Yes, they did. “We’ve got people digging into the records in South Carolina.” Assistants from LOST who were checking on old arsons and fire-related deaths. If her father had killed Carl Winston, then they’d find a record of the man’s life . . . and death.

“I know Jax.” It was Emma who spoke up now. Emma who was glaring at them all as she stood next to Dean. “He wouldn’t do this.” She pointed at Sarah. “And you should know better.”

Dean turned toward her. “You always defend him. Look, I get that he helped you when you were alone, but do you even know all of his secrets?”

Her gaze fell. “No one knows all of his secrets,” Emma murmured.

Sarah had thought that she was close. She’d thought that she knew him.

She still did. That was the part that hurt. She still thought she knew . . . “He could be innocent.”

“Love is so fucking blind.” Wade gave a sad shake of his head. “Blind as a bat and I hope I can always keep seeing.”

Sarah frowned at him.

“Sarah . . .” Now Gabe was sighing her name. “The guy had means and plenty of motive.”

She wasn’t so sure about means. “He was with me when Molly vanished. He was—”

“His guards have been following you for days,” Victoria reminded her. “How hard would it have been for one of those guys to swipe Molly?”

“His guards don’t have blond hair and blue eyes.”

“Maybe one does,” Victoria told her. “And you just haven’t met him yet.”

Sarah’s fingers twisted in her lap. “He’s the one who helped me get Molly out of that building. He wouldn’t do that, unless—”

“Sarah.” Gabe’s voice was quiet. “Profile him. You tell us why the perp would help to rescue her.”

She didn’t want to profile Jax.

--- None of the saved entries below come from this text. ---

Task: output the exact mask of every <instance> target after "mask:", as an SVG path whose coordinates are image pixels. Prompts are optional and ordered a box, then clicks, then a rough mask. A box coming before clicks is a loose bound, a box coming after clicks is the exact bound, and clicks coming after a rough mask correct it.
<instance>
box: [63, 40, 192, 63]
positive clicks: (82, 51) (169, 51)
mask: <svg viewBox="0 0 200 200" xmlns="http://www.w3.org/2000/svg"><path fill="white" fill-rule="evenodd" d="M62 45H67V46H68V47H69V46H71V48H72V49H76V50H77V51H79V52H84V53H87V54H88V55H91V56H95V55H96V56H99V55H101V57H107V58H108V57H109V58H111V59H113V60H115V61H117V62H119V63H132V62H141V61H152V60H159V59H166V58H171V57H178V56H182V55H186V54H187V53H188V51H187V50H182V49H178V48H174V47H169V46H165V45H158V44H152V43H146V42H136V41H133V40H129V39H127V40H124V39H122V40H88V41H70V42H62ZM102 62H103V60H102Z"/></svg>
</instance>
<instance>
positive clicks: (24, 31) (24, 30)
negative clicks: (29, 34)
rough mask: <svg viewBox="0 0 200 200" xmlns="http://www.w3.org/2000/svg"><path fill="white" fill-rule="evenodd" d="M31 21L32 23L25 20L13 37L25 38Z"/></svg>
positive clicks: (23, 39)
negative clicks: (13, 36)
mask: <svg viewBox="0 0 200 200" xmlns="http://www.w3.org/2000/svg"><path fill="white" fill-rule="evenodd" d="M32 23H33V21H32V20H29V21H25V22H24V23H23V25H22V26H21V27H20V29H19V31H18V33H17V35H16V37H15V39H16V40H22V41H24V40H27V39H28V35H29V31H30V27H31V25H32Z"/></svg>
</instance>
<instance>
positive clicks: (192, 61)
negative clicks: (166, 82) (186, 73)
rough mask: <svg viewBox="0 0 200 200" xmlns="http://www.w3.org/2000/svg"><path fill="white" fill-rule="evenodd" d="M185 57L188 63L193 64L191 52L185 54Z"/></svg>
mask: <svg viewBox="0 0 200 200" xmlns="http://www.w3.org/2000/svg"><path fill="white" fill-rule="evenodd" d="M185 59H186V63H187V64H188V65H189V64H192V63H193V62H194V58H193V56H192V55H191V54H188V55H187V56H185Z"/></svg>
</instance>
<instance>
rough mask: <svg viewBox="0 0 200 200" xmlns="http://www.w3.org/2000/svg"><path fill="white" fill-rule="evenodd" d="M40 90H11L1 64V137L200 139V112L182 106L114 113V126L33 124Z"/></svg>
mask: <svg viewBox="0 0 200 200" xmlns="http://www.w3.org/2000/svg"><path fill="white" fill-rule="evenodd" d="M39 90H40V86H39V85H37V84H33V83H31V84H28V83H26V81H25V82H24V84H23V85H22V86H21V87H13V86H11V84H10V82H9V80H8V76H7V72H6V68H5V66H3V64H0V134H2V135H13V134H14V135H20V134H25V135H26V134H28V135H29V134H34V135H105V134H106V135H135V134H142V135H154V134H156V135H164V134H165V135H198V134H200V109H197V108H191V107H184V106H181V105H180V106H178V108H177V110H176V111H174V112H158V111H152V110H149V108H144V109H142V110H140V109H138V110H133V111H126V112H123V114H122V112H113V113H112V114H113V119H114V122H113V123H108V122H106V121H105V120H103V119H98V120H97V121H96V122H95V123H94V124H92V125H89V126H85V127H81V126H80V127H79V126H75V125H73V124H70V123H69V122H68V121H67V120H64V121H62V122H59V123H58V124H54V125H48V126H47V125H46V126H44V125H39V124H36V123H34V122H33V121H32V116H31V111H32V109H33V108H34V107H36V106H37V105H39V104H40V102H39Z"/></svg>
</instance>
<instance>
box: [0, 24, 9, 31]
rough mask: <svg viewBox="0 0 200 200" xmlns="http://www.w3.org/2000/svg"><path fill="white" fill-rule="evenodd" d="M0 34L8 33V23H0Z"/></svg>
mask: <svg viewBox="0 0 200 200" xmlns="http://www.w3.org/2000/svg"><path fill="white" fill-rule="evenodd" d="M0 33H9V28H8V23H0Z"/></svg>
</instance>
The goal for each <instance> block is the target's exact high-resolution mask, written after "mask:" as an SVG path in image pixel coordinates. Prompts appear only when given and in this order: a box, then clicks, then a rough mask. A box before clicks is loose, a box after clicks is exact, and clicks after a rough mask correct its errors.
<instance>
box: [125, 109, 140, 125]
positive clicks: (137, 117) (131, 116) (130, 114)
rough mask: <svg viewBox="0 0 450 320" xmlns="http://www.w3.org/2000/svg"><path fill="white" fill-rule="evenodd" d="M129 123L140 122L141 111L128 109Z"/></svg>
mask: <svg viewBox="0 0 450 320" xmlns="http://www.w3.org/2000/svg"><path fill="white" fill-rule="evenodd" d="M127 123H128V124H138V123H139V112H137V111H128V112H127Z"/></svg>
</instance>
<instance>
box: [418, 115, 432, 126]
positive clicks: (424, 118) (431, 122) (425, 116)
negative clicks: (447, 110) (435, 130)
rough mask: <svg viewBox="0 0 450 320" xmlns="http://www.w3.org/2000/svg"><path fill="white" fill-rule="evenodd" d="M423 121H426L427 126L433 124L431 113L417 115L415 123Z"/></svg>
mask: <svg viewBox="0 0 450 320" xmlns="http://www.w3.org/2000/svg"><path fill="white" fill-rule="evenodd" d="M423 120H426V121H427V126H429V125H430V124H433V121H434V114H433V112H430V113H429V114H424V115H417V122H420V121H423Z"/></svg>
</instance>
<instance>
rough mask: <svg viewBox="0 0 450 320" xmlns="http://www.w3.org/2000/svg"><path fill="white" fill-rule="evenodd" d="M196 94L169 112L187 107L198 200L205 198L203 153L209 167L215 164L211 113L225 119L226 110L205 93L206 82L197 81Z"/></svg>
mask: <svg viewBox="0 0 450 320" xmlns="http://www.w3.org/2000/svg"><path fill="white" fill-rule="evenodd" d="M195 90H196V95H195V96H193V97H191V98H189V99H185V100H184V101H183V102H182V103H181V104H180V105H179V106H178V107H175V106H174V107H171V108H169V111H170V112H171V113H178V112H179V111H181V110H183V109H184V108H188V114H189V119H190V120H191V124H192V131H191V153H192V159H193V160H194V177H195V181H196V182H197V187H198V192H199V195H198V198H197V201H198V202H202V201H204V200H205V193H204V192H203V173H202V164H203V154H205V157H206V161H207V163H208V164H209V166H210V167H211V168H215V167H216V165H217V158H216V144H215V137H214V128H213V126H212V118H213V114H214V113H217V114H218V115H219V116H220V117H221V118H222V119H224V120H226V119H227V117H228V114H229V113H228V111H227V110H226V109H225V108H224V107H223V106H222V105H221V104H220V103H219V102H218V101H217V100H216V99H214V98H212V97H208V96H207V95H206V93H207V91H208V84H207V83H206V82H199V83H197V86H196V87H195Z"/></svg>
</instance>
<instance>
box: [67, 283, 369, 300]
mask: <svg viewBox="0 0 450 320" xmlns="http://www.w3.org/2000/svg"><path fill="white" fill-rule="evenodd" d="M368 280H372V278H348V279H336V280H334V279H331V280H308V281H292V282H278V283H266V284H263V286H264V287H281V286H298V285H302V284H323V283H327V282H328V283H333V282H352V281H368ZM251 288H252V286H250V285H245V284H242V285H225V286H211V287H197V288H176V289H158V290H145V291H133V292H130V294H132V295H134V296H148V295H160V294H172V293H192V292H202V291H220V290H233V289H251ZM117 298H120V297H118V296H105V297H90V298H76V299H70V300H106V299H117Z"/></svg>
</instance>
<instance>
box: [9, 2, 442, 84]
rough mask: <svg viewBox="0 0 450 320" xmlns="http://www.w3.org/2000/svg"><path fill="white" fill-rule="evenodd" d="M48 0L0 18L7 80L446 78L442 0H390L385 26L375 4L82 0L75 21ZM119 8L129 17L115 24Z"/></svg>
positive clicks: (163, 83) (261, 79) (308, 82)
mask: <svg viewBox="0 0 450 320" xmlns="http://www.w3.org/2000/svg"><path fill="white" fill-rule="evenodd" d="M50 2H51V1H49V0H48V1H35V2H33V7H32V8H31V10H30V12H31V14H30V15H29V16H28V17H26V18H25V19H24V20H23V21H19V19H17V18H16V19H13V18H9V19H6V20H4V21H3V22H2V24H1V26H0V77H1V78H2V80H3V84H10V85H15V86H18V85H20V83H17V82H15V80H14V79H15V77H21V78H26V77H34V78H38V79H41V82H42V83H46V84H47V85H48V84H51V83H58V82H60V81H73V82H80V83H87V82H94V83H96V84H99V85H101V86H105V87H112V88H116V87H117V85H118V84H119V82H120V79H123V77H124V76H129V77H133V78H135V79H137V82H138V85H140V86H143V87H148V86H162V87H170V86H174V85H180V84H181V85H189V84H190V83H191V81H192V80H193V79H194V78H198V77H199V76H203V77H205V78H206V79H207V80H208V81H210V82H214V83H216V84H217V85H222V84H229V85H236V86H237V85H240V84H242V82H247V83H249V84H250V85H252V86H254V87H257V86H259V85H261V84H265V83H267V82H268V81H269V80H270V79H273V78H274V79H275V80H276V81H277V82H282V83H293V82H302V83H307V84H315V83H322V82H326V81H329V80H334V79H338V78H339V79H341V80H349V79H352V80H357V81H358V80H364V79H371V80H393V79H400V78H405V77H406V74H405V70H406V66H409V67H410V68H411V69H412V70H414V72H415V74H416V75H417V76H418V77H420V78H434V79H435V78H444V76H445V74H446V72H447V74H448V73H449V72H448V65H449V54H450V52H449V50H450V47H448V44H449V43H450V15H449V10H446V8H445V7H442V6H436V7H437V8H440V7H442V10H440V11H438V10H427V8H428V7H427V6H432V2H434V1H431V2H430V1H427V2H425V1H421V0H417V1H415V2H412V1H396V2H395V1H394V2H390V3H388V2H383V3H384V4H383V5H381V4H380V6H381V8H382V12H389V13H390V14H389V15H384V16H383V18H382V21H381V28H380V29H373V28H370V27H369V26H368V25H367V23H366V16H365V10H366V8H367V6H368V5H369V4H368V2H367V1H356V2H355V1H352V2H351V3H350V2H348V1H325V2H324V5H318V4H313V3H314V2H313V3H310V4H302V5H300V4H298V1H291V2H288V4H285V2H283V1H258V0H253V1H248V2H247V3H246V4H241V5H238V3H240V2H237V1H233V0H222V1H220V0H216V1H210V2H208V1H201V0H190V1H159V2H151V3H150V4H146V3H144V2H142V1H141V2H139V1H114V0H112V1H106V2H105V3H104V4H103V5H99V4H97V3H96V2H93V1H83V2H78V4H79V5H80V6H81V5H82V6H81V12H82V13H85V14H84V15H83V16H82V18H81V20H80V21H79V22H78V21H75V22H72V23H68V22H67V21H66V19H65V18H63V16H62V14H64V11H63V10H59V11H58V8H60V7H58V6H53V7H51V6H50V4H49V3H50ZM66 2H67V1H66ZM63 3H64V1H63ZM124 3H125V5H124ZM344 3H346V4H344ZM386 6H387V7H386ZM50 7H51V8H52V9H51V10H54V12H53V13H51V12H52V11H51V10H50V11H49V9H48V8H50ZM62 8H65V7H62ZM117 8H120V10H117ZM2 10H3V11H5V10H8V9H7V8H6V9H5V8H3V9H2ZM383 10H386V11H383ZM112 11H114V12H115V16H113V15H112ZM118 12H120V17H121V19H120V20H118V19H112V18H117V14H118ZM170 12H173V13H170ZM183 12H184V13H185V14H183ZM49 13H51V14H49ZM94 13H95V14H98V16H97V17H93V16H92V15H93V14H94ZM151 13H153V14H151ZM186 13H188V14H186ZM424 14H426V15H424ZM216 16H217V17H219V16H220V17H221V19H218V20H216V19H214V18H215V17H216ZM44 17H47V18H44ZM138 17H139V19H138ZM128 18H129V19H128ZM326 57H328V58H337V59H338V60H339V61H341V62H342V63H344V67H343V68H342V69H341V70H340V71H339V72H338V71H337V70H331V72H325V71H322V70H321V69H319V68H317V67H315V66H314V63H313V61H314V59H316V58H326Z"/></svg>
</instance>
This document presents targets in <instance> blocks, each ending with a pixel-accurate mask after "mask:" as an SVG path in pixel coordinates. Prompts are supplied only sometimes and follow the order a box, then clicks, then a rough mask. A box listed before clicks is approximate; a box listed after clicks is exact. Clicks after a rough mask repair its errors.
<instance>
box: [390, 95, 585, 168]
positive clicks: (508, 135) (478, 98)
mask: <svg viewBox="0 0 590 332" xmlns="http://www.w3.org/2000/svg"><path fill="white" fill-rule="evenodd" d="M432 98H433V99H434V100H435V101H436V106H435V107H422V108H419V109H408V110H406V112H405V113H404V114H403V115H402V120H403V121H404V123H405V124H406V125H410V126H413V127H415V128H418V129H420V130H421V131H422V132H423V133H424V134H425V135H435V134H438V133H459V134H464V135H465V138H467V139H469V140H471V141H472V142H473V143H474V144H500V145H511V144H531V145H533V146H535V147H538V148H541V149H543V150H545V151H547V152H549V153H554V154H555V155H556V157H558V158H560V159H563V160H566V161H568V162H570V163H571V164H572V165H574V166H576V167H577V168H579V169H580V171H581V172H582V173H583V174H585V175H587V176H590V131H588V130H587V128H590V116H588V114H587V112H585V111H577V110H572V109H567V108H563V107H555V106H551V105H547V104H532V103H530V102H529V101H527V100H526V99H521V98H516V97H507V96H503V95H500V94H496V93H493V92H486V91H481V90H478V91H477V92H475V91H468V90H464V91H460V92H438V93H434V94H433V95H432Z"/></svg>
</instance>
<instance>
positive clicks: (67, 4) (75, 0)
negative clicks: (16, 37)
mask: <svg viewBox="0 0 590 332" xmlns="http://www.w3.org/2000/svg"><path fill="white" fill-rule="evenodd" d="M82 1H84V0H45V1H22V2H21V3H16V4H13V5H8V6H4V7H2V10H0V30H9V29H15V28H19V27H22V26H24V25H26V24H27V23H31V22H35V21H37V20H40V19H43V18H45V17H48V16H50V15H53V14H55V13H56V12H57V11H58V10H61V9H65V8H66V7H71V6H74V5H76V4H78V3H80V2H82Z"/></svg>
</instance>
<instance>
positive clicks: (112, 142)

She’d never wanted to . . . “To throw me off. To establish trust. To make me think that he was someone I could . . .” Love.

No, she wouldn’t say those words. Wade had been mocking a few moments ago. He had no clue just how deeply she had actually fallen for Jax. “A perp would do that,” she continued, clearing her throat, “so that when he did go in for the kill, that final act would be all the more painful because of the lies and betrayal.”

The room was quiet. So quiet she could hear the faint ticking of Wade’s watch.

“We found out something while you were out of town.” Wade glanced at Gabe. Gabe nodded, and Wade said, “That building that nearly blew you and me to hell and back? The one wired with all the cameras? It belongs to Jax Fontaine.”